Rok wcześniej marża zysku netto Huawei wyniosła 8,7 proc., ale wzrost przychodów był wyraźnie większy (+23,2 proc., do 58,3 mld dol.).

Nowe dane wskazują natomiast, że II kw. 2020 r. zakończył się wyższą sprzedażą i zyskiem niż I kw. 2020 r., gdy Huawei zwiększyło sprzedaż tylko o 1 proc. wobec analogicznego okresu ub.r. (do ok. 25,8 mld dol.), a marża zysku netto wyniosła 7,3 proc.

Dane za całe I półrocze 2020 wskazują, że w II kw. 2020 r. przychody i zysk Huawei wyniosły odpowiednio ok. 38,4 mld dol. i ok. 4 mld dol.

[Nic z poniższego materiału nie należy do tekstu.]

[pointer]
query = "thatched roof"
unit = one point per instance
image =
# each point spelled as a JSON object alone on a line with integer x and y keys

Kocern odczuwa skutki amerykańskich sankcji, które ogłoszono już ponad rok temu, a ostatnio zostały poszerzone na dostawców półprzewodników.

 

Brytyjczycy wykluczają Huawei

Producent pokazał wyniki za I poł. 2020 r. tuż przed ogłoszeniem decyzji brytyjskich władz, które mocnym uderzeniem zakończyły długą debatę na temat obecności chińskiego koncernu w 5G. Mianowicie postanowiły wykluczyć Huawei z budowy infrastruktury 5 generacji w tym kraju. Od 1 stycznia 2021 r. operatorzy telekomunikacyjni mają zakaz nabywania technologii Huawei. Dostali 2 lata na przejście na sprzęt innych producentów. Wszystkie elementy infrastruktury 5G pochodzące od Huawei mają zostać usunięte do 2027 r.

Brytyjska agencja bezpieczeństwa uzasadnia, że zaostrzenie amerykańskiego embarga może zmusić Huawei do korzystania z mniej bezpiecznych dostawców komponentów do swoich rozwiązań.

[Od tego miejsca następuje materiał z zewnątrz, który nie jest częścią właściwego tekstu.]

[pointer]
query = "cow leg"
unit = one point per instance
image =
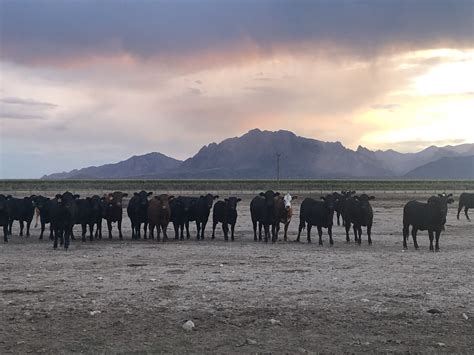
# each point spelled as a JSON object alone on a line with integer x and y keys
{"x": 119, "y": 226}
{"x": 348, "y": 227}
{"x": 331, "y": 241}
{"x": 320, "y": 234}
{"x": 285, "y": 236}
{"x": 28, "y": 223}
{"x": 43, "y": 225}
{"x": 225, "y": 229}
{"x": 186, "y": 224}
{"x": 438, "y": 233}
{"x": 84, "y": 231}
{"x": 109, "y": 226}
{"x": 203, "y": 228}
{"x": 300, "y": 228}
{"x": 359, "y": 230}
{"x": 198, "y": 228}
{"x": 413, "y": 234}
{"x": 369, "y": 233}
{"x": 431, "y": 235}
{"x": 254, "y": 223}
{"x": 214, "y": 224}
{"x": 406, "y": 228}
{"x": 152, "y": 231}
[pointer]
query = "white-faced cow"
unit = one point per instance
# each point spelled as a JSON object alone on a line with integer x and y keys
{"x": 283, "y": 213}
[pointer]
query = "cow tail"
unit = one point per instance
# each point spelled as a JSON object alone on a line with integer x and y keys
{"x": 37, "y": 213}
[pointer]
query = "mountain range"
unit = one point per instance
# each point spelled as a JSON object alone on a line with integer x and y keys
{"x": 254, "y": 156}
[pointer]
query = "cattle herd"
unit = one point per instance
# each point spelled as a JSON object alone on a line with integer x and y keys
{"x": 268, "y": 211}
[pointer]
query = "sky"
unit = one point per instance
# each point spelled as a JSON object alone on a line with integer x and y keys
{"x": 91, "y": 82}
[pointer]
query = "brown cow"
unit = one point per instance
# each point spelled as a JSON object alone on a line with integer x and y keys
{"x": 113, "y": 210}
{"x": 283, "y": 213}
{"x": 159, "y": 214}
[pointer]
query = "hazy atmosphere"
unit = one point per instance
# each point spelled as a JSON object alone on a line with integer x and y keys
{"x": 92, "y": 82}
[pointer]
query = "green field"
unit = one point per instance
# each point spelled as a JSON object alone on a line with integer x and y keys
{"x": 236, "y": 185}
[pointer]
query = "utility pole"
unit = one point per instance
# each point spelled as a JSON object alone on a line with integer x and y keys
{"x": 278, "y": 169}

Huawei nazywa decyzję "rozczarowującą". Komentuje, że doprowadzi ona do wzrostu cen dla użytkowników końcowych i spowolni cyfryzację kraju.

Rzecznik firmy ocenia, że "kwestia naszej przyszłości w Wielkiej Brytanii została upolityczniona" i przekonuje, że kolejne restrykcje nakładane na Huawei przez USA nie wpłynęłyby na bezpieczeństwo produktów, które są oferowane w Wielkiej Brytanii.
Deklaruje gotowość do współpracy z brytyjskim rządem i zapowiada analizę tego, w jaki sposób decyzja władz wpływa na biznes firmy.

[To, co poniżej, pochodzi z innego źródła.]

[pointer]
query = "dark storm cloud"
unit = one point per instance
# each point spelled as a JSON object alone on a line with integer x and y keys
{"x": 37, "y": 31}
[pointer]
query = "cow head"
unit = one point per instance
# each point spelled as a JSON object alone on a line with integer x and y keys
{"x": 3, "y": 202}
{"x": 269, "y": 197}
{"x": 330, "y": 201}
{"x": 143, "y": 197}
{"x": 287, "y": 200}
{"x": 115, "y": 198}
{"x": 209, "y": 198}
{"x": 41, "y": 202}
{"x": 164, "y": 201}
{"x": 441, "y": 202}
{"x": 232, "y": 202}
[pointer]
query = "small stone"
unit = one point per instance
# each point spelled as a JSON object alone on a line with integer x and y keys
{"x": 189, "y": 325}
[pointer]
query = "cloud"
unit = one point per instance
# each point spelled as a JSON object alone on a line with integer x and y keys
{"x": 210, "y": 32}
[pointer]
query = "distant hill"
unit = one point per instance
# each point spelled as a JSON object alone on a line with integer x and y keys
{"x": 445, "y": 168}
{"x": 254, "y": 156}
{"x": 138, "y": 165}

Kolejne ważne postanowienie dla dalszego rozwoju biznesu Huawei w Europie podejmą Niemcy, prawdopodobnie we wrześniu br. Do tego czasu władze tego kraju mają zdecydować, czy wykluczyć chiński koncern z infrastruktury 5G.

W Polsce decyzja w tej kwestii nie zapadła. Niedawna deklaracja (kolejna już) polsko – amerykańska w sprawie 5G mówi o korzystaniu wyłącznie z "bezpiecznych i zaufanych dostawców" 5G, aczkolwiek nie wskazuje żadnego konkretnego producenta.

Według Oxford Economics wykluczenie Huawei z budowy 5G w Polsce byłoby kosztowne dla naszego kraju wskutek ograniczenia konkurencji, opóźnień w budowie infrastruktury cyfrowej i spowolnienia tempa rozwoju gospodarczego – koszt oszacowano na 2,2 mld euro (ok. 10 mld zł) do 2035 r.